Dessau, Louisbourg et Simard-Beaudry faisaient beaucoup d'extras

Agence QMI 
Jean-Louis Fortin
19/06/2012 09h44 - Mise à jour 19/06/2012 12h35

 
 
Commission Charbonneau - Dessau, Louisbourg et Simard-Beaudry faisaient beaucoup d'extras
Jacques Duchesneau poursuivait mardi, pour une quatrième journée, ses explications. 
Photo Jean-Louis Fortin / Agence QMI

MONTRÉAL - Deux entreprises liées à Tony Accurso, ainsi que la firme de génie Dessau, ont attiré l'attention des enquêteurs de l'Unité anticollusion (UAC) pour un nombre d'extras « anormalement élevés » réclamés au ministère des Transports (MTQ).

Les chantiers qui ont préoccupé l'UAC se sont déroulés entre 2007 et 2010 sur le territoire de Laval, a décrit mardi matin l'agente de renseignements Annie Trudel, devant la commission Charbonneau.


« La firme de génie était Dessau, et l'entrepreneur était Louisbourg et Simard-Beaudry », a-t-elle affirmé, flanquée de l'ancien patron de l'UAC Jacques Duchesneau et de l'enquêteur Martin Morin.

Les enquêteurs avaient aussi analysé les contrats octroyés à Montréal et Québec, mais seuls ceux concernant Laval ont retenu leur attention.

Les extras, aussi appelés « avenants » dans le jargon technique, sont des montants additionnels facturés pour des imprévus lorsque le chantier est déjà en marche.
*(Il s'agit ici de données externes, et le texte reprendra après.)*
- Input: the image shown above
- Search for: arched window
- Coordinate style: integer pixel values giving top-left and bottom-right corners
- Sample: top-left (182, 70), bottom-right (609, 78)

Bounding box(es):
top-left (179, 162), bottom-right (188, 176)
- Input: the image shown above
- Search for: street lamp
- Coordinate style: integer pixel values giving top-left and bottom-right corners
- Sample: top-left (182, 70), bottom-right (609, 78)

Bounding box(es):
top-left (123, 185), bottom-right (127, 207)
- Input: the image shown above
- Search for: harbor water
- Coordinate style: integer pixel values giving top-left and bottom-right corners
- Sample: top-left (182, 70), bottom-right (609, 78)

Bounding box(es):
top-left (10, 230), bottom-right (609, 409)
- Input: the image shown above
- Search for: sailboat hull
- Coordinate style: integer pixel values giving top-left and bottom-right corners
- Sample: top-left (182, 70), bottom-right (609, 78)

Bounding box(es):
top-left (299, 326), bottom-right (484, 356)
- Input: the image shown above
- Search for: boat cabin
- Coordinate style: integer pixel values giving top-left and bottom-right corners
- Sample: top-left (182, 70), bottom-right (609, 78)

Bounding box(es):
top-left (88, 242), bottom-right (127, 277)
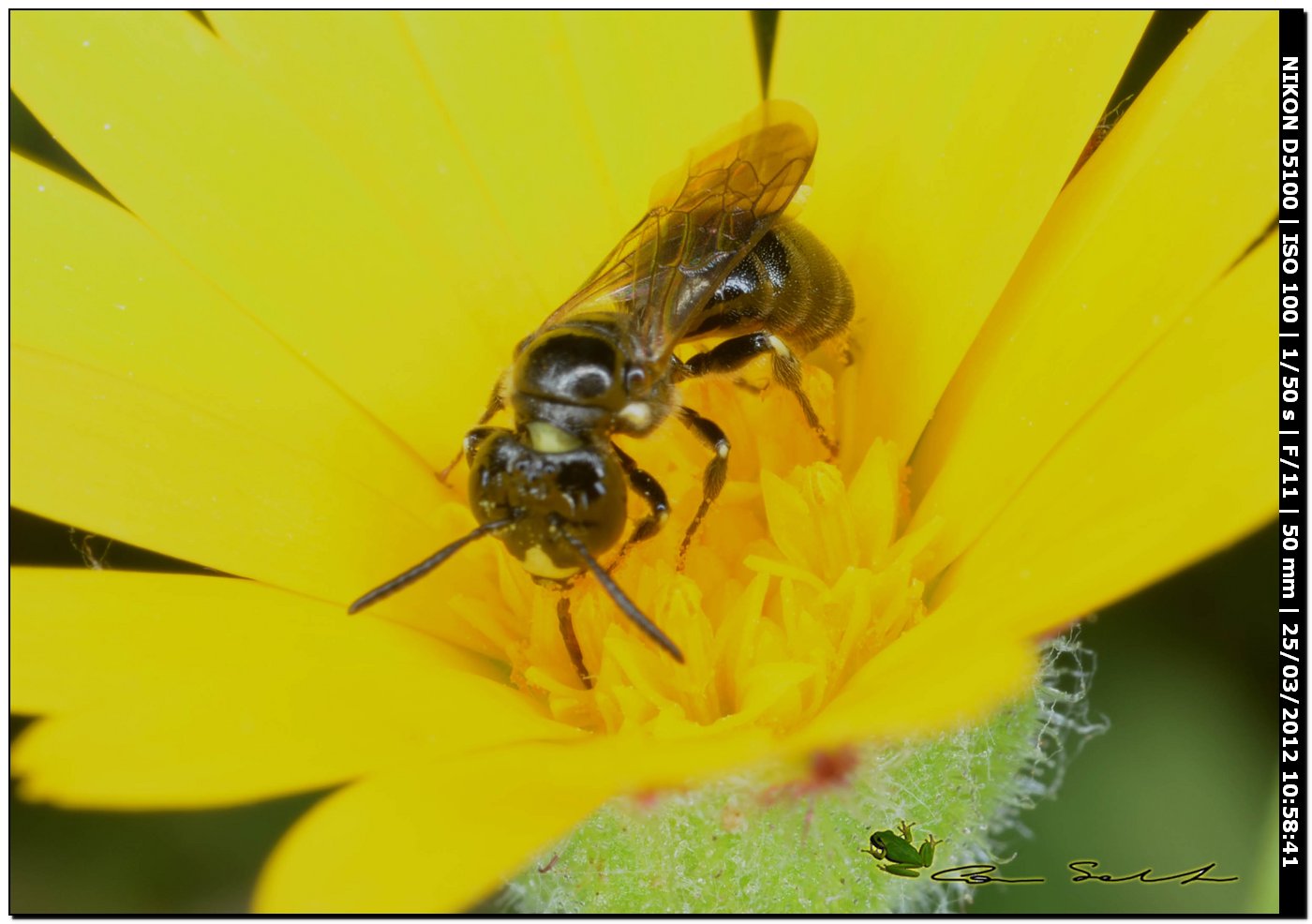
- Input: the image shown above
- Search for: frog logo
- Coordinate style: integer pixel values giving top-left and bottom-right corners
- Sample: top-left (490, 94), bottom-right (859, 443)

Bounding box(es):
top-left (860, 822), bottom-right (944, 879)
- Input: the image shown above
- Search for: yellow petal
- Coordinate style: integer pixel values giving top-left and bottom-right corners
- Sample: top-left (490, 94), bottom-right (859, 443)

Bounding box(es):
top-left (771, 10), bottom-right (1148, 458)
top-left (10, 149), bottom-right (456, 576)
top-left (13, 12), bottom-right (506, 465)
top-left (255, 744), bottom-right (616, 914)
top-left (255, 735), bottom-right (764, 914)
top-left (912, 13), bottom-right (1276, 567)
top-left (10, 568), bottom-right (578, 809)
top-left (932, 235), bottom-right (1276, 633)
top-left (206, 9), bottom-right (547, 321)
top-left (404, 12), bottom-right (758, 308)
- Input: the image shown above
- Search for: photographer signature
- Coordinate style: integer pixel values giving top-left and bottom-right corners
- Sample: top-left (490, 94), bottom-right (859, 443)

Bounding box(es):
top-left (929, 859), bottom-right (1239, 886)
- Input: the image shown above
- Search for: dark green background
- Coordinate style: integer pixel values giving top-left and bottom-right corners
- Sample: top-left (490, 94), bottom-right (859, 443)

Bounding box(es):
top-left (9, 12), bottom-right (1278, 914)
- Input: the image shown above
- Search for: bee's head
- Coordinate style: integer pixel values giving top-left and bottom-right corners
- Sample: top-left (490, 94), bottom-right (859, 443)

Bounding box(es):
top-left (465, 422), bottom-right (627, 580)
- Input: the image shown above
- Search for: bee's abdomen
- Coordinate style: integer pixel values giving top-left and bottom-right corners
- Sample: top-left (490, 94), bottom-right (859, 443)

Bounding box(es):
top-left (686, 223), bottom-right (853, 353)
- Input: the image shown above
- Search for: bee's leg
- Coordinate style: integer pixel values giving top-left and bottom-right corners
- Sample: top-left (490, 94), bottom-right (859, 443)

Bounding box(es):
top-left (681, 331), bottom-right (839, 455)
top-left (606, 443), bottom-right (669, 573)
top-left (678, 407), bottom-right (729, 571)
top-left (557, 583), bottom-right (591, 691)
top-left (437, 376), bottom-right (505, 487)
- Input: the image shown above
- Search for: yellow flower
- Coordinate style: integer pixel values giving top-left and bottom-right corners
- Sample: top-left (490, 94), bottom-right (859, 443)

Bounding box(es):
top-left (10, 13), bottom-right (1276, 911)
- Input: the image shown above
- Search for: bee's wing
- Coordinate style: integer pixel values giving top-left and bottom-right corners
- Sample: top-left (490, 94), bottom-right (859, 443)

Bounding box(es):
top-left (544, 99), bottom-right (816, 363)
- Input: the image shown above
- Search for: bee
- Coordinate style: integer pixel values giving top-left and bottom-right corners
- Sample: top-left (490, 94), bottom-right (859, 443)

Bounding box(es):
top-left (350, 101), bottom-right (853, 686)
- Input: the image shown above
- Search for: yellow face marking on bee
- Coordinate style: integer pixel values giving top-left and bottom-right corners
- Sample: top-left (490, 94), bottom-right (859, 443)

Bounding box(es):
top-left (619, 402), bottom-right (652, 432)
top-left (529, 420), bottom-right (583, 453)
top-left (522, 546), bottom-right (583, 580)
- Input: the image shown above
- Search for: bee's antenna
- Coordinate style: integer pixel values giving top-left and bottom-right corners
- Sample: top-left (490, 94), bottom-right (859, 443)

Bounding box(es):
top-left (347, 517), bottom-right (514, 614)
top-left (560, 529), bottom-right (683, 664)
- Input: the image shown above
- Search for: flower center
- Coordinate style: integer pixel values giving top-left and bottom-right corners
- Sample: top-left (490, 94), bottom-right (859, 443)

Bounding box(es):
top-left (430, 370), bottom-right (932, 734)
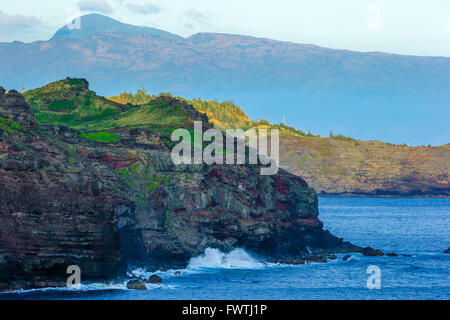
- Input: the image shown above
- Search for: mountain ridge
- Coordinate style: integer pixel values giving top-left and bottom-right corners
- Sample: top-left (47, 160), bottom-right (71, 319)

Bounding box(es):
top-left (0, 13), bottom-right (450, 145)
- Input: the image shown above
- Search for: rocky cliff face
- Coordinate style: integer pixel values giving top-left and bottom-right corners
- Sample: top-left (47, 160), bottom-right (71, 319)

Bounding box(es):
top-left (0, 89), bottom-right (360, 289)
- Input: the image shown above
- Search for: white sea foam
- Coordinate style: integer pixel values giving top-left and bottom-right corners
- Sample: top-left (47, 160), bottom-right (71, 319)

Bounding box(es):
top-left (188, 248), bottom-right (267, 269)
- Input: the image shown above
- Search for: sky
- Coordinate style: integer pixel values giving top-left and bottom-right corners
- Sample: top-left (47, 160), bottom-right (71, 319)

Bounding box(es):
top-left (0, 0), bottom-right (450, 57)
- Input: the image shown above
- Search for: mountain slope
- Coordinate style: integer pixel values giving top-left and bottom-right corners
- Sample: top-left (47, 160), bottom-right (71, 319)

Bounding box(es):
top-left (0, 79), bottom-right (360, 291)
top-left (0, 15), bottom-right (450, 145)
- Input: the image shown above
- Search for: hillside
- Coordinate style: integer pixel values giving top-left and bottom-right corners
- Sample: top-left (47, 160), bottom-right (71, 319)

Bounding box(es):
top-left (111, 90), bottom-right (450, 196)
top-left (0, 15), bottom-right (450, 145)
Ils font gonfler la facture des contrats publics pour tous les contribuables.

Selon L'UAC, certaines firmes de génie-conseil s'entendraient avec des entrepreneurs pour que des extras soient réclamés.

Commission de 10 %

Certaines entreprises embaucheraient même des « spécialistes des extras », qui se spécialisent dans la préparation de réclamations auprès du MTQ.

Pierre Bédard, de l'entreprise Nelson construction et Michel Marchand, de la firme EBC, seraient deux de ces spécialistes, a-t-on appris mardi.

Ils toucheraient même une commission de 10 % sur les extras qu'ils parviennent à obtenir pour leur entreprise, selon Annie Trudel.

Et leurs employeurs en profiteraient largement. « Les données nous montrent que ces firmes sont très actives au niveau des réclamations », a expliqué Mme Trudel.

« Je peux vous dire qu'il y a des entreprises qui ont un nombre beaucoup plus grand de contrats et qui n'ont pas autant de réclamations que ces entreprises (EBC et Nelson) », a-t-elle ajouté.

Le témoignage de Jacques Duchesneau et son équipe devrait se terminer mardi après quoi ils feront face à un contre-interrogatoire de la part des avocats des parties participantes.